I seem to have picked up a bit of a reputation as a media whiz, partly because I can use fancy keyboard shortcuts and know my way around computers, SMARTboards and other technology pretty well - after noticing how the kids struggled to use Premiere because their teacher wasn't completely comfortable with it, I suggested obtaining some cheaper, more user-friendly software that would be suitable for the lower years. 

I've used a few different packages, but that was a few years ago now and I'm a bit out-of-date as to what is considered cutting-edge. Basically, my question's this: What's the best choice of video-editing software for students from the age of 14 up, who often have literacy or numeracy difficulties (in addition to a fair host of students with dyslexia, dyspraxia and plenty of other SENs)? It would be great if this software is quick and easy to pick up on the teacher's part too! I know how powerful Premiere is, but we simply don't need it at this level!

Any help would be hugely appreciated!

Cheers.


----------



## koala (Mar 27, 2005)

*Re: Easy-to-use school video-editing software?*

Hi, welcome to TSF

What kind of video editing will the students be doing? If it's just pasting clips into the timeline, adding transitions, re-ordering clips and overlaying text then the easiest program is Windows Movie Maker which comes as part of XP/Vista.

There are some other good freeware and shareware editors available we can recommend if this is too basic for your requirements, but WMM is the easiest to learn, though obviously not with as many advanced features as Premiere.


----------



## dan1104 (May 16, 2008)

*Re: Easy-to-use school video-editing software?*

Hey, thanks for your response.

Since there's quite a wide range of students using the media equipment, ranging from 14-year-olds who haven't ever edited footage before to A-Level students putting together semi-professional productions, it's difficult to say that there's a single specific audience in mind for the software.

I was aware that WMM was a fairly easy-to-use piece of software, and I'll certainly recommend it to the guy responsible for ordering software on Monday, but I've got a suspicion that some slightly more advanced features might be required - it's the user-friendly quick-to-pick-up interface that they really want. They're happy to pay for it too - by no means does it need to be share/freeware. I'm just posting on here because I'm a bit out of the loop and have no idea where to start!
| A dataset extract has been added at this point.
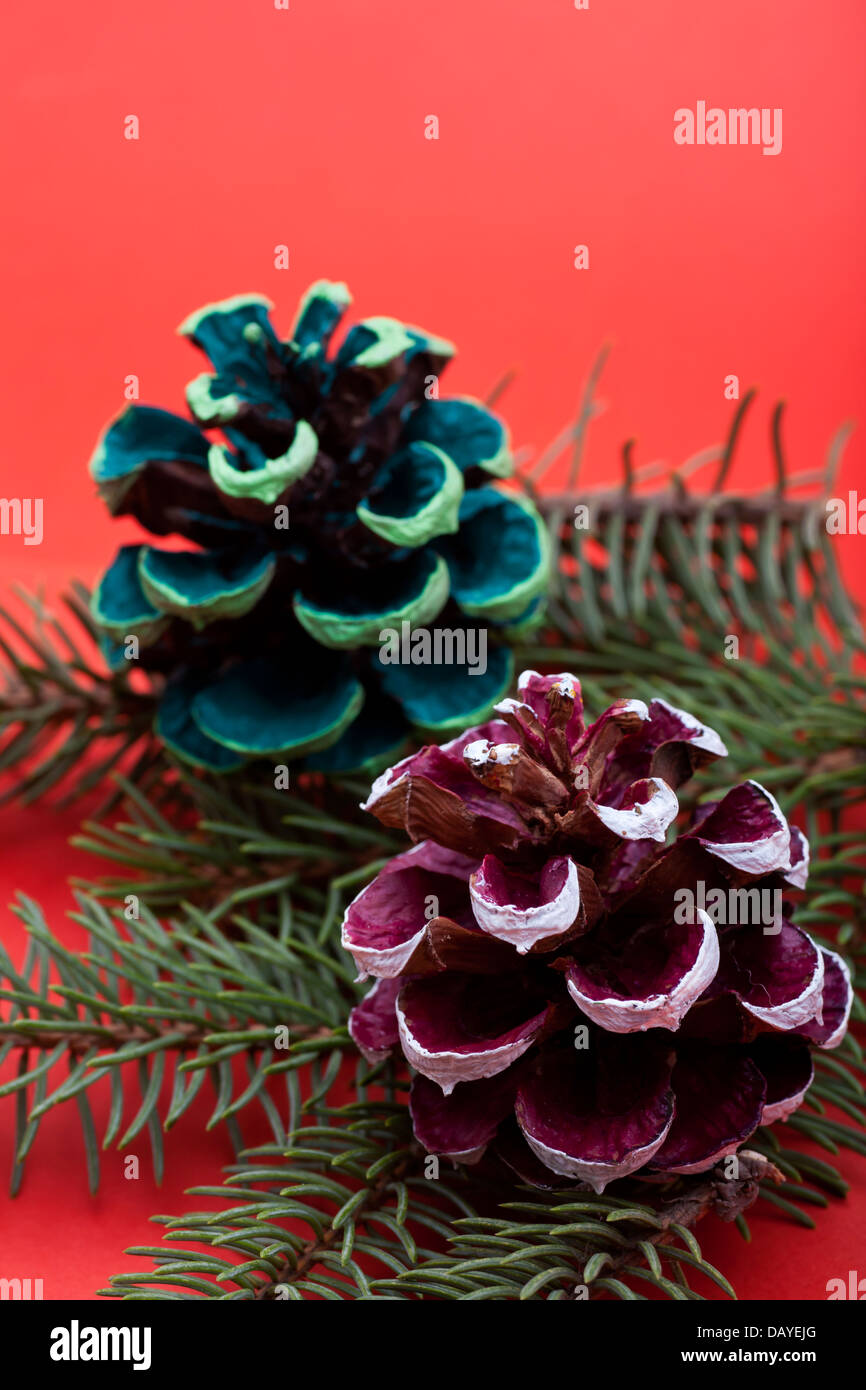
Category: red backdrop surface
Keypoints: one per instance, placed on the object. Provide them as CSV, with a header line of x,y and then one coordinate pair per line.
x,y
305,127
Thanks again - any further suggestions would be great!

Cheers.


----------



## koala (Mar 27, 2005)

*Re: Easy-to-use school video-editing software?*

I only do basic video editing with WMM, but here's a list of software we usually recommend for ease of use and a good range of features.

*Adobe Premiere Elements 4* - £70 (shop around or check with Adobe for student discounts) - a cut-down version of Premiere, easier to use and allows the students to get more familiar with a professional video editor without the complexity and expense.
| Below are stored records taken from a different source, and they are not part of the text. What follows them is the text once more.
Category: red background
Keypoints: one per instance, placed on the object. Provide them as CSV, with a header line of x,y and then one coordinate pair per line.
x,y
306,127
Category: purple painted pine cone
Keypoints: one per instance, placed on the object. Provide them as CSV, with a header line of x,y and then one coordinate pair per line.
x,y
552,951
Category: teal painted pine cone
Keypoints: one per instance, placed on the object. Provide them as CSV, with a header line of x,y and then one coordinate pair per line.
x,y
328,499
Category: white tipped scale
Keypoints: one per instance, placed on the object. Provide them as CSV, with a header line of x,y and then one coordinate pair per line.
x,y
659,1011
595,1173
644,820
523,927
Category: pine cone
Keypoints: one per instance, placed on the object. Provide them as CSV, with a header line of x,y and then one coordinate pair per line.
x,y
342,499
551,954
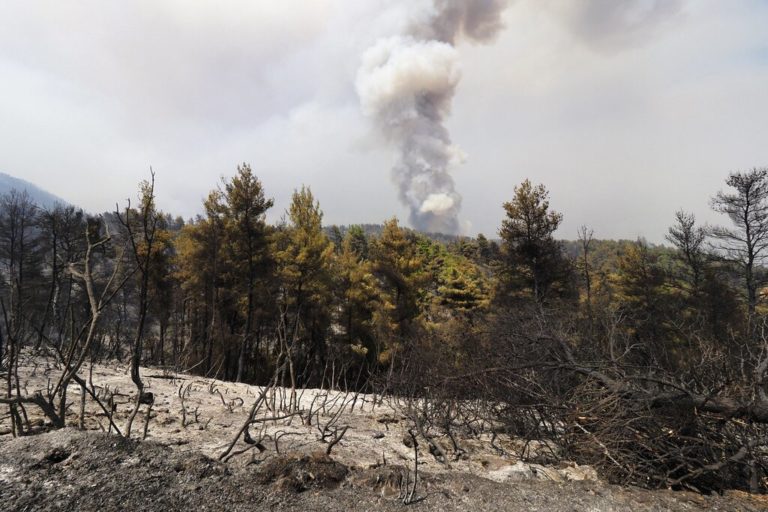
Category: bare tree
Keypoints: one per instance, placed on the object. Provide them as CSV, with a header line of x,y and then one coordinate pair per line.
x,y
746,243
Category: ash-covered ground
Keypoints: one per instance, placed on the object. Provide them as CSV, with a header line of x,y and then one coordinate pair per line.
x,y
177,466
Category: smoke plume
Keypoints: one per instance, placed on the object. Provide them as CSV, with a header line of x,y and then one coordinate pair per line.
x,y
406,83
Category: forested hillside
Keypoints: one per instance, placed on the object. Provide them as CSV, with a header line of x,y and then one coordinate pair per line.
x,y
648,362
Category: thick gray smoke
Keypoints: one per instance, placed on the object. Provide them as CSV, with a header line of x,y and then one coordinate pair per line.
x,y
406,83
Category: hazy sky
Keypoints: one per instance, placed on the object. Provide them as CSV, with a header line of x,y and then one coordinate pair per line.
x,y
626,111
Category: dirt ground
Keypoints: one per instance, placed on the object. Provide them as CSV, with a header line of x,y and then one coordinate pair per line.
x,y
90,471
194,419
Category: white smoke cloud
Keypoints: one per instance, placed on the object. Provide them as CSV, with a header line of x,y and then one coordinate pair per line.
x,y
437,204
406,83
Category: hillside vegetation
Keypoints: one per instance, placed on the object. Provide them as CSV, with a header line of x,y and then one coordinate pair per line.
x,y
648,363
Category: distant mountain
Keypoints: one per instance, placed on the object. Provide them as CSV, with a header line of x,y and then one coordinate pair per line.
x,y
39,196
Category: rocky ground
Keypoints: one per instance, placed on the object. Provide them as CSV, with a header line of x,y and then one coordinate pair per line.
x,y
177,466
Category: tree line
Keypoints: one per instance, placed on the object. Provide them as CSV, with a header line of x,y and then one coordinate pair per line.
x,y
647,361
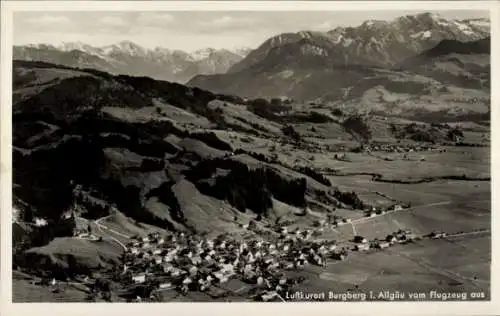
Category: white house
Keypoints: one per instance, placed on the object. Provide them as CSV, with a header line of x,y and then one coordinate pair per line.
x,y
139,278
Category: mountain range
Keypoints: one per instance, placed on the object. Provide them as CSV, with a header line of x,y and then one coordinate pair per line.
x,y
129,58
425,51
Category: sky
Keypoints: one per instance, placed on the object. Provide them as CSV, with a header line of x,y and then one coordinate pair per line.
x,y
189,30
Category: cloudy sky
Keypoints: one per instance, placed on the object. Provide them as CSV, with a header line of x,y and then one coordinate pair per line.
x,y
188,30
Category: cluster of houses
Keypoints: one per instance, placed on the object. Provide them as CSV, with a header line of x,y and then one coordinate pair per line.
x,y
398,148
193,263
401,236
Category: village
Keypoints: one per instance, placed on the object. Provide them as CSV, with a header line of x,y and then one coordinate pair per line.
x,y
195,264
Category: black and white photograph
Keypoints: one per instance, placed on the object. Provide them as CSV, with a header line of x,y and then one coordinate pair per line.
x,y
250,155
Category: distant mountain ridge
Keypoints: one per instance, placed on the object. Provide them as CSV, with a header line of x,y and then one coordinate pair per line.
x,y
373,43
343,64
129,58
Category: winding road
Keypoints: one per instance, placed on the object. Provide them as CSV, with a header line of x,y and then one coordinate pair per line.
x,y
105,230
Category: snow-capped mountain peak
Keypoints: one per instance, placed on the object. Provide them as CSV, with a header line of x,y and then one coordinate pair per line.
x,y
130,58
*Pinnacle Studio 11* - £20 - popular choice, good features and easy to use interface.

*Corel VideoStudio 11.5 Plus* - £40 - similar to Pinnacle.

*Zwei-Stein* - freeware - excellent quality for the price. Recommended for beginners.

*Sony Vegas Pro 8* - £400 (free demos and trial versions available if required) - similar to the full version of Premiere.


----------



## dan1104 (May 16, 2008)

*Re: Easy-to-use school video-editing software?*

That's perfect - exactly what I was looking for. Thanks a bunch!


----------



## zuluclayman (Dec 16, 2005)

*Re: Easy-to-use school video-editing software?*

I teach in a secondary school - visual arts and photographic & digital media - we use Windows Moviemaker2 for some simple stuff but use Premiere Elements for more professional results - I use Premiere Elements at home too - loads of capabilities but can be used simply if necessary.


----------